Foreign Minister Wang Yi urged North Korean counterpart Ri Yong-ho to react calmly to measures to curb its exports and avoid more provocations when they met on Sunday in Manila, where diplomats from more than 20 countries are attending a security forum.
Wang, who also called for the US and South Korea to reduce tensions, said sanctions “created the conditions to find a breakthrough”. The goal was to block North Korea’s nuclear development. “Sanctions are needed but not the ultimate goal. The purpose is to pull the peninsula nuclear issue back to the negotiating table and to seek a final solution,” he said.
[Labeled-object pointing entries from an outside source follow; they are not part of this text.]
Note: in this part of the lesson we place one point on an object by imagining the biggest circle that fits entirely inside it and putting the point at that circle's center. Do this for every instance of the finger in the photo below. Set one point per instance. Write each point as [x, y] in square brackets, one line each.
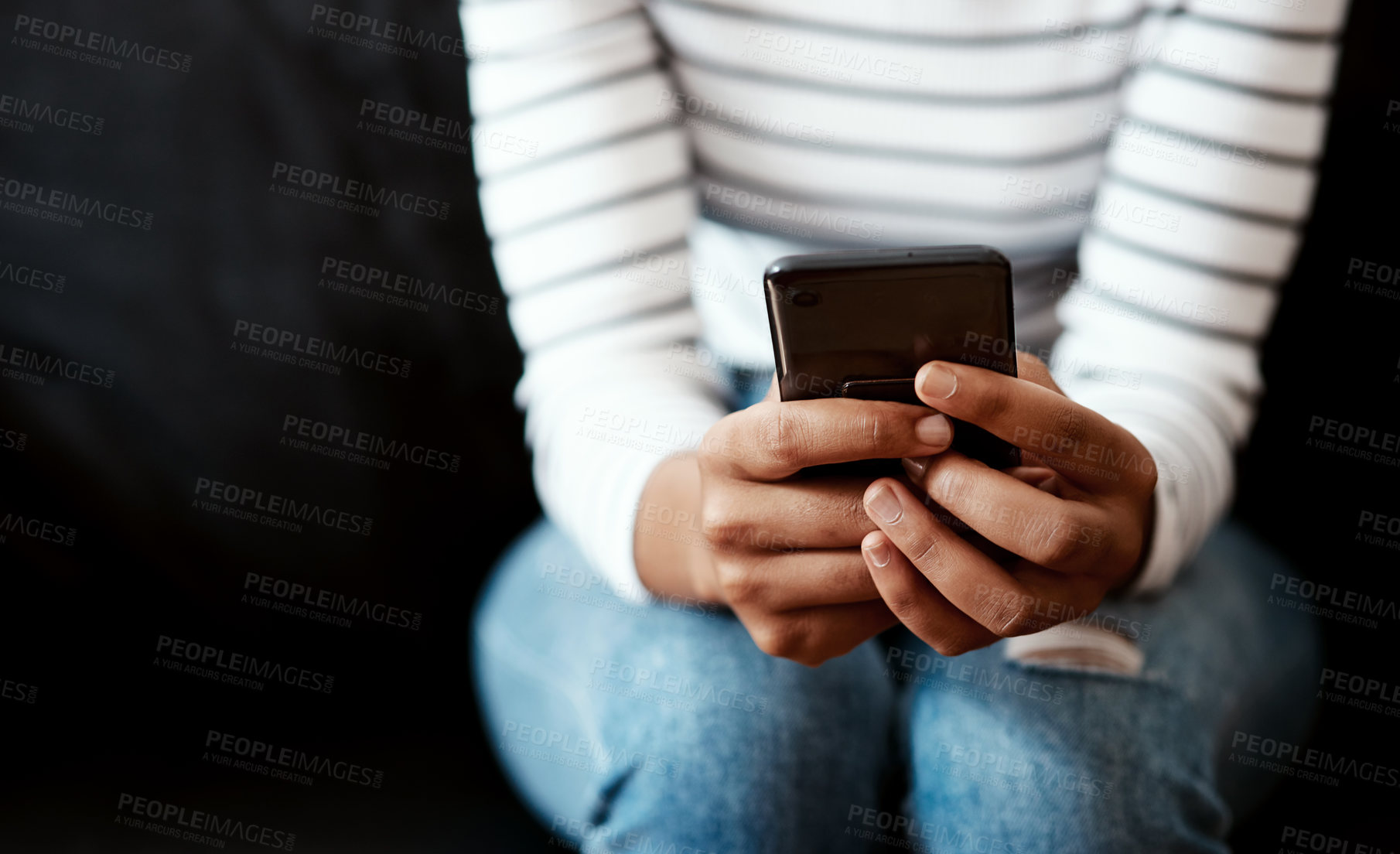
[954, 566]
[1056, 598]
[917, 603]
[1074, 440]
[1033, 370]
[1054, 532]
[774, 440]
[798, 580]
[824, 513]
[817, 634]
As North Korea’s main ally and biggest trading partner,
China is crucial to putting pressure on leader Kim Jong-un to halt his push for a nuclear-tipped missile that can hit the US mainland. Many analysts see his programme as too advanced for sanctions to make much difference and doubt he will give up his nuclear weapons.
The penalties agreed to by the UN Security Council aim to cut North Korean exports by about $1bn a year. The prohibition against coal, iron, lead and seafood came in response to Pyongyang’s testing of two intercontinental ballistic missiles that could target the US.
The sanctions would ban “the opening of new joint ventures or co-operative entities with” North Korea and cap the number of North Koreans working in other countries at current levels. Existing joint ventures would be prevented from expanding
US Secretary of State Rex Tillerson and South Korean
Foreign Minister Kang Kyung-wha said sanctions were not intended to bring North Korea down, but rather to lead to peaceful denuclearisation.
“The door to dialogue is still open,” South Korea said after Tillerson met Kang in Manila.
US President Donald Trump hailed the sanctions on Twitter, noting that China and Russia had both backed the measure.
“The price the North Korean leadership will pay for its continued nuclear and missile development will be the loss of one-third of its exports and hard currency,” said Nikki Haley, US ambassador to the UN.
“This is the most stringent set of sanctions on any country in a generation.”